Additional flexibility in the District Improvement Financing program might result in more widespread application of this tool.  In particular, the program might be modified to permit off-site improvements that are directly related to the district.  For example, a municipality planning for town center revitalization might use DIF to fund the development of an off-site wastewater treatment facility, or infiltration beds for treated wastewater.  Similarly, DIF might be used to acquire a well site and aquifer protection land necessary to serve new compact growth.  

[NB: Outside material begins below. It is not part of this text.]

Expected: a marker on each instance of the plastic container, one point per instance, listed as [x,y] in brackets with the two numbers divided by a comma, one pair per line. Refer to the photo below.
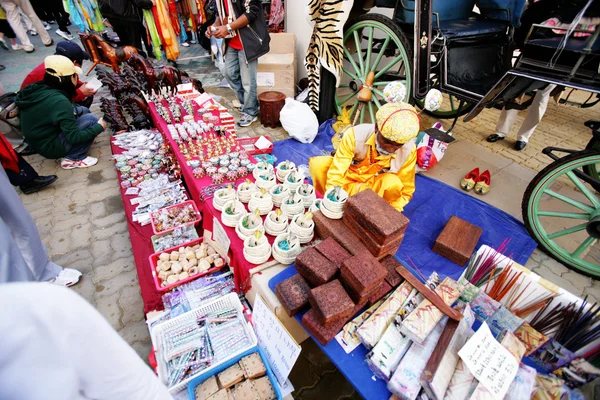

District Improvement Financing can be an effective incentive for growth, since the cost of improvements is not borne by the developer through mitigation payments, impact fees, or direct improvements; instead, the program transfers the cost of improvements to the municipality, along with some of the risk.  In order to minimize that risk, municipal policies should be coordinated to steer growth into the designated districts.  If an abundance of developable land exists elsewhere, or there is limited development potential within the district, then anticipated growth will not materialize, nor will the tax revenues necessary to pay for improvements.  In order to advance this coordination, the Massachusetts Office of Business Development should require development districts to demonstrate consistency with local plans, MetroFuture, and the Commonwealth Sustainable Development principles.  Currently there are no such criteria. 

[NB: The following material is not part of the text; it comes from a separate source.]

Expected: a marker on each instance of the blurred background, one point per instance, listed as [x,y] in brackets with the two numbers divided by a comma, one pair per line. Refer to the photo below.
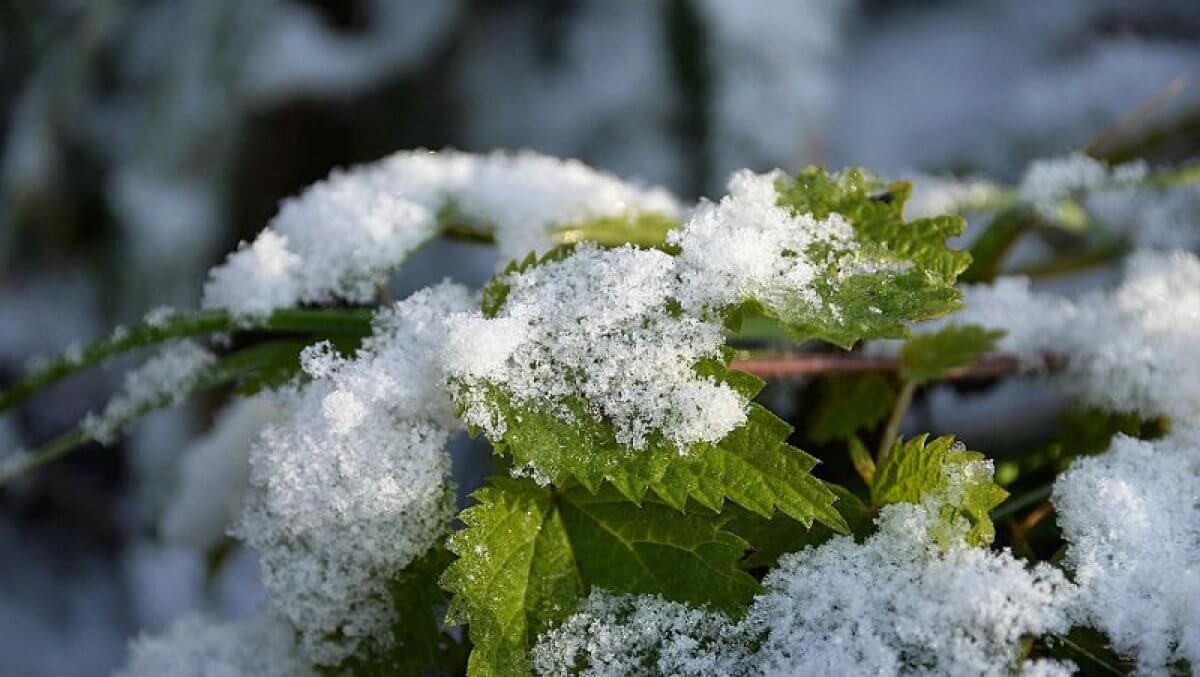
[141,141]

16.a    The Legislature should allow municipalities to use DIF funds for off-site infrastructure improvements

16.b    Massachusetts Office of Business Development should establish consistency with MetroFuture and the Sustainable Development Principles as a criteria for DIF approval

17)    Enable widespread application of Impact Fees
An impact fee is a calculated and consistent charge on new development that is used by municipalities and other public entities to offset the cost of providing new services.   For example, a municipality can collect impact fees from developers to pay for a turn lane that will be needed once the traffic volume increases due to several developments, but each of the developments has paid “its fair share” of the cost into a mitigation bank so that the dollars are available once the lane is needed.  This process allows the municipality to meet the cumulative impact of multiple developments, which currently burdens the municipal infrastructure.  

Currently, impact fees are not expressly permitted in the state. Instead, many municipalities negotiate exactions that can be unpredictable and costly to developers, while often failing to mitigate the full impact of developments.  The current “closed door” process has little rhyme or reason.  Sophisticated municipalities might squeeze more out of developers, while larger developers have the resources and experience necessary to navigate the overly long and complex process.  Cities and towns may lack the technical capacity to evaluate impacts or to effectively negotiate with developers.  For municipalities, the benefits dwindle when boards are working at cross purposes and resources are consumed by long negotiations.

MAPC should work with stakeholders to develop legislation and guidance that would support application of impact fee assessments consistent with zoning, local plans, and regional plans.